If you think my hands are full, you should see my ♥heart♥

It happens almost every time I go anywhere with all three of my littles. "Oh my, you have your hands full!" "How do you do it?" "You are one busy mom" and my very favorite "why did you have them all so close together?". But, do they know how I feel? How I really, really feel? I usually just laugh it off or say a quick "yup, I've got my hands full!" Sure, some days I think to myself, what was I thinking? I DO have my hands full. And sure, there are days where I think how can I possibly make it through this day? You know those days where the kids are fighting because......... "he looked at me!" " He is looking out my window!" "He told me he didn't want to play wrestling!" "he is sitting too close to me!".....those days where you just don't feel good but you still have dishes to do, laundry to wash, meals to make, things to clean, toys to pick up, kiddos to play with. Let's be honest, everyone has "those" days. But, 95% of the time I feel like shouting back at them "IF YOU THINK MY HANDS ARE FULL, YOU SHOULD SEE MY HEART!!!"

  Do they know? Do they know how it feels to be greeted with 3 little hugs in the morning? Boys that are so excited to see you that they sneak in to wake you up? Do they know how it feels to get little projects from school that say how much they love their mom? Do they know how it feels to have 3 boys fighting over who gets to sit next to mom? Do they know how it feels to hear true-from-your-gut-little boy belly laughs? Do they know how it feels to have 3 boys yelling I love you more, I love you bigger than 10,000 giants, I love you most-est when they are supposed to be sleeping? Do they know how it feels to see beautiful, genuine little boy smiles every day? They must not know because surely they would understand. My heart IS full, my hands ARE full, and I wouldn't have it any other way.
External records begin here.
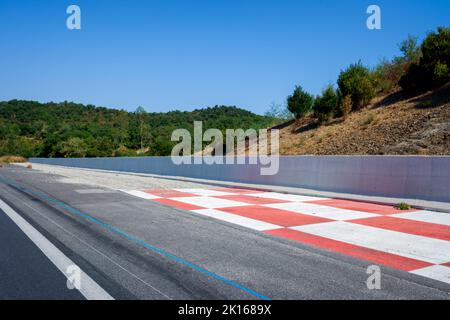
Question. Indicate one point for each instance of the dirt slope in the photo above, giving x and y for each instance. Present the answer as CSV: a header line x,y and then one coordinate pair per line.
x,y
394,124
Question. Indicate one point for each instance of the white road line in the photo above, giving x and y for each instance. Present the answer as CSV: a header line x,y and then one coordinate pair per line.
x,y
89,288
205,192
426,216
285,196
235,219
142,194
210,203
407,245
322,211
440,273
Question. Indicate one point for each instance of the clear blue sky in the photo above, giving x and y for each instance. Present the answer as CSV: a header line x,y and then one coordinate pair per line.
x,y
188,54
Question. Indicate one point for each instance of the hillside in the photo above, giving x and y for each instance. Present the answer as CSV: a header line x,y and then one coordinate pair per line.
x,y
393,124
29,128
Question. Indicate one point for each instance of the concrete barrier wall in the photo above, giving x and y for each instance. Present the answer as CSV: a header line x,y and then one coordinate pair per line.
x,y
416,177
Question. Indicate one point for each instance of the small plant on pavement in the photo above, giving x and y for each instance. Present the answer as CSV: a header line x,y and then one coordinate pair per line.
x,y
403,206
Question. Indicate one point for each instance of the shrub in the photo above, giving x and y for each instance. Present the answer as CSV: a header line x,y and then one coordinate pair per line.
x,y
12,159
326,104
357,82
300,102
433,67
346,106
403,206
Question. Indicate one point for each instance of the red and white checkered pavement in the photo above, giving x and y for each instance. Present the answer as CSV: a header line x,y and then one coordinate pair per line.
x,y
416,241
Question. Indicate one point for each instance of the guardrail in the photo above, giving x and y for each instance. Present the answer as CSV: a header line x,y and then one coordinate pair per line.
x,y
414,177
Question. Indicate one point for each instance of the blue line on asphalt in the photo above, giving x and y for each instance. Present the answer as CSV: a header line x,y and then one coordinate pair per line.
x,y
133,239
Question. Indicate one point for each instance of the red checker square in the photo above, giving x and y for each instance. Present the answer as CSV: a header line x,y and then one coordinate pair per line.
x,y
169,193
418,228
178,204
251,200
275,216
359,206
374,256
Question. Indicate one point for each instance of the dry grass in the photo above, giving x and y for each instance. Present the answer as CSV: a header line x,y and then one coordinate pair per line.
x,y
12,159
392,124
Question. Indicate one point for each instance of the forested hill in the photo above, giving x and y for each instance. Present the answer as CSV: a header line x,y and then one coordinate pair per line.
x,y
30,128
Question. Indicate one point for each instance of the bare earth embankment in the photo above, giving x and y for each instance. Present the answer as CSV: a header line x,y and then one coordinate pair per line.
x,y
392,125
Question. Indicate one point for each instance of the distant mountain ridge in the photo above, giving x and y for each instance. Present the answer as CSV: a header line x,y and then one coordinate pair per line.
x,y
30,128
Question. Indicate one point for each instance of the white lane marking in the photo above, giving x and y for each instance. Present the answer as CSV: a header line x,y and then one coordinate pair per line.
x,y
440,273
89,288
210,203
93,191
426,216
98,252
141,194
407,245
284,196
322,211
235,219
206,192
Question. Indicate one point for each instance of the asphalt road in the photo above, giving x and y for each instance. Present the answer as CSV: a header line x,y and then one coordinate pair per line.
x,y
136,249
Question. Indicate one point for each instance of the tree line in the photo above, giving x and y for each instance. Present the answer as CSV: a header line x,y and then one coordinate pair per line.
x,y
33,129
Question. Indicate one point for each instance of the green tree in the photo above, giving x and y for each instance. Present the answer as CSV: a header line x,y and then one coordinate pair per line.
x,y
326,104
74,148
357,82
433,67
300,102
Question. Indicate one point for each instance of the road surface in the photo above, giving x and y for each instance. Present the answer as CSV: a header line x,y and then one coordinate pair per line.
x,y
133,248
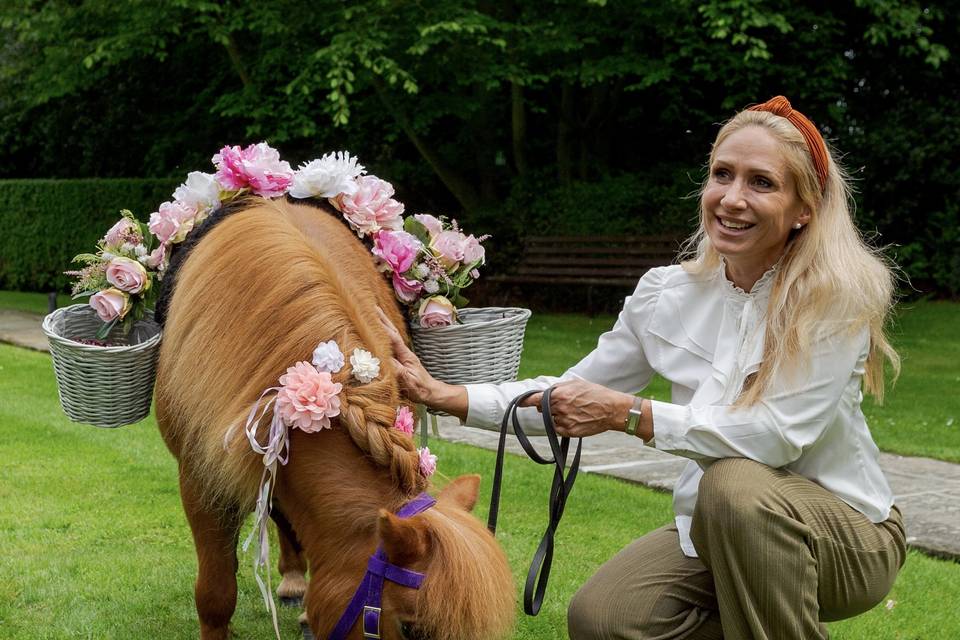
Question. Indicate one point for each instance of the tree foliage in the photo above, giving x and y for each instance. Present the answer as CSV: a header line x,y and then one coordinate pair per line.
x,y
480,106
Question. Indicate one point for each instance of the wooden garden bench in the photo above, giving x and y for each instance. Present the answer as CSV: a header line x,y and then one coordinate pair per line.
x,y
616,261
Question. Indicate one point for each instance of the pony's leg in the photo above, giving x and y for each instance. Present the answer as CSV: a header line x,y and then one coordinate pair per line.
x,y
215,538
293,566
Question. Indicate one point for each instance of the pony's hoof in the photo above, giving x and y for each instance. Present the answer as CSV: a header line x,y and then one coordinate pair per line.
x,y
305,628
291,601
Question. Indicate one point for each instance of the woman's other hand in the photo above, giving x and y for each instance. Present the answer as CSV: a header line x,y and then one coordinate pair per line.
x,y
580,408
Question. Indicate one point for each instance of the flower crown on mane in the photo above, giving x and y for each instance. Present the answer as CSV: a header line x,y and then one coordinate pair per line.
x,y
428,259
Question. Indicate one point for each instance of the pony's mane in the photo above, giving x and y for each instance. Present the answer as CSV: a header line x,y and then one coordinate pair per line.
x,y
258,288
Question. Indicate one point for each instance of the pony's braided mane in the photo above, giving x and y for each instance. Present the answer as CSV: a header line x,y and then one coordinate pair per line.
x,y
319,283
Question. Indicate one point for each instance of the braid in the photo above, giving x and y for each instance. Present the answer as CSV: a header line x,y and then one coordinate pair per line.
x,y
369,421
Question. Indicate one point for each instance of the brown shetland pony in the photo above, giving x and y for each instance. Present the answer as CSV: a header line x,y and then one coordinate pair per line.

It happens a lot. More than I'd like to admit..... I'm not an emotional person. Or at least, I used to not be. But here I am.....again......being emotional because I'm just so blessed. SO SO blessed. Sometimes I think, how in the world did I get picked to be momma of these three sometimes crazy but mostly just super sweet boys, wife to that loves us oh-so-much- husband, sister, daughter, in law to that crazy, huge, loud,always having fun, always there no matter what family, homemaker of that leaky, things keep failing but oh-so-beautiful house? How can it be that I am so blessed?

 Because there is one that loves me like no one else, because I put all my trust in HIM, because I am loved more than I will ever know by HIM who died to know me. My heart is full because of HIM. Every good and perfect gift is from above and I will always give HIM praise.